Merck vaccine plant taps R&D's Big Data platform to solve yield conundrum

Having invested in data analytics platforms in recent years, pharma R&D labs are working to develop the drugs that will justify their spending. But the experience of Merck ($MRK) suggests the costs can be spread across the business, with manufacturing teams finding the data analytics tools as useful as their peers in R&D do.

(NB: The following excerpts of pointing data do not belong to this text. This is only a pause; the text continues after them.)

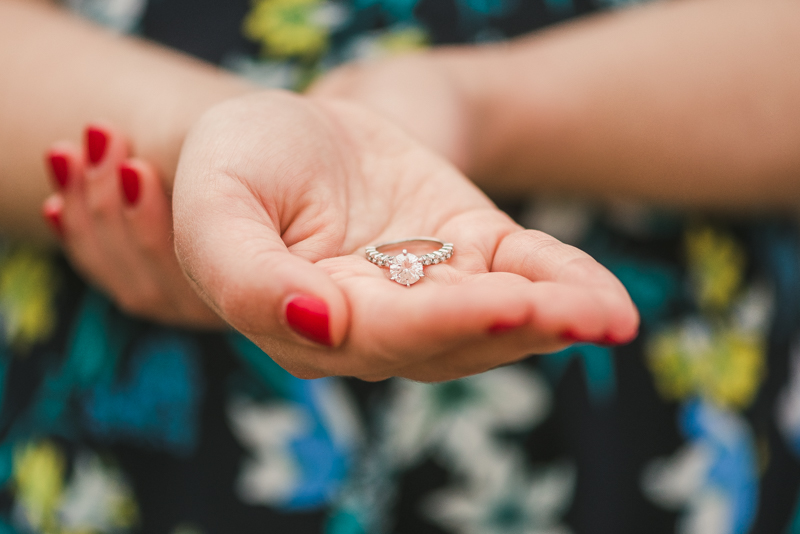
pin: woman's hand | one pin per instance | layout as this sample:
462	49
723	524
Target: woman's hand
276	197
115	222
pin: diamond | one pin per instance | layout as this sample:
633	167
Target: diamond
406	269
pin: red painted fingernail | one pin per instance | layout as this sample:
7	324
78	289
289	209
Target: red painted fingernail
129	179
96	142
59	168
308	316
572	337
501	327
52	214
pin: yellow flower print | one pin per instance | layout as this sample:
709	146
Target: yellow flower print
402	40
27	289
39	482
716	265
724	366
291	28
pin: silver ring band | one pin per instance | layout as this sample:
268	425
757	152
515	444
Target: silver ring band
382	260
406	268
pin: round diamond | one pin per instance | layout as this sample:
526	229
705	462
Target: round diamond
406	269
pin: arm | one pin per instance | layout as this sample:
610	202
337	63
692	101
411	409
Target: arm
689	103
59	72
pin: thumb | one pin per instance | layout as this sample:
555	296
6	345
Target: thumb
244	271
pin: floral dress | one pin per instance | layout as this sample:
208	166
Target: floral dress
109	424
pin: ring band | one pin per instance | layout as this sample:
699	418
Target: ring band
406	268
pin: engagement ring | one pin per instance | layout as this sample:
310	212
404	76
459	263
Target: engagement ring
406	268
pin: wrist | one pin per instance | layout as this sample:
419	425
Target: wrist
159	127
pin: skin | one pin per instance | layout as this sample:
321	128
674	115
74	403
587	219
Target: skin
286	213
668	103
149	92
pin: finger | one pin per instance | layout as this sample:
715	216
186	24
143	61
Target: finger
245	272
52	214
392	326
106	148
585	298
147	216
147	212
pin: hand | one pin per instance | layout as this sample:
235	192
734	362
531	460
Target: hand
115	222
277	195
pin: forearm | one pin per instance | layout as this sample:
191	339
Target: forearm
685	103
59	72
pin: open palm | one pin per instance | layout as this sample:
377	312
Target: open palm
276	197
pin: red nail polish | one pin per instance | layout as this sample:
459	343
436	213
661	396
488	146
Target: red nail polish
129	180
96	143
572	337
59	168
501	327
52	214
308	316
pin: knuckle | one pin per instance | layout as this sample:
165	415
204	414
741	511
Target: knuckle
100	207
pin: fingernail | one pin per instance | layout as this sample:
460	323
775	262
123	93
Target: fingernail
502	327
59	168
96	142
308	316
129	179
52	214
572	337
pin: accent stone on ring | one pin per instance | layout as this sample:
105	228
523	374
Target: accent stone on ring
407	268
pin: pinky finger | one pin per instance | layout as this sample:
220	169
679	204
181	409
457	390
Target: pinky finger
147	208
52	210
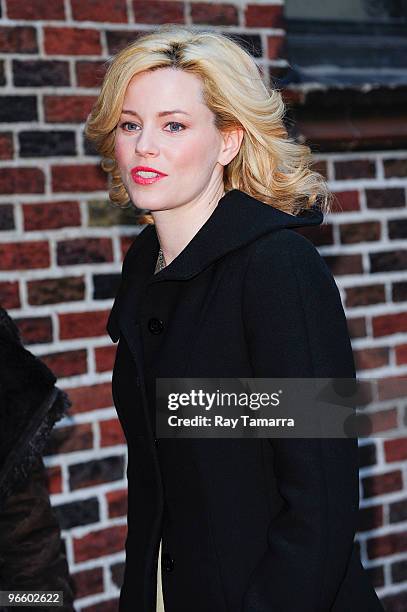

In an interview with InformationWeek, Merck's vice president of information technology George Llado explains how the company stumbled upon the overlap in requirements. Faced with unusually high discard rates, the vaccine production team began digging into data on site calibration settings, air pressure, temperature and other variables gathered by its systems, but only had a spreadsheet-based model. Aligning the data and spotting abnormalities took months. And the team maxed out its storage and memory limits after just two batches were added to the system.

The team saw the spreadsheet-based approach wasn't up to the task and began playing around with a massively scalable distributed relational database. At this point, someone suggested using the Hadoop system already in operation at Merck R&D. The Hortonworks Hadoop-based platform runs on Amazon Web Services and allows the R&D team to easily combine data from 16 disparate sources. As such, it could eliminate the vaccine unit's data transformation bottleneck. Within three months the team had conclusive answers to its high discard rate problem.  

"We took all of our data on one vaccine, whether from the labs or the process historians or the environmental systems, and just dropped it into a data lake," Llado said. Having aggregated and aligned the data using MapReduce and Hive, R-based analytics were used to create a heat map of every vaccine batch. This led to hypotheses and models which were tested against historical data. After three months, 15 billion calculations and 5.5 million batch-to-batch comparisons, Merck had an answer to its vaccine conundrum.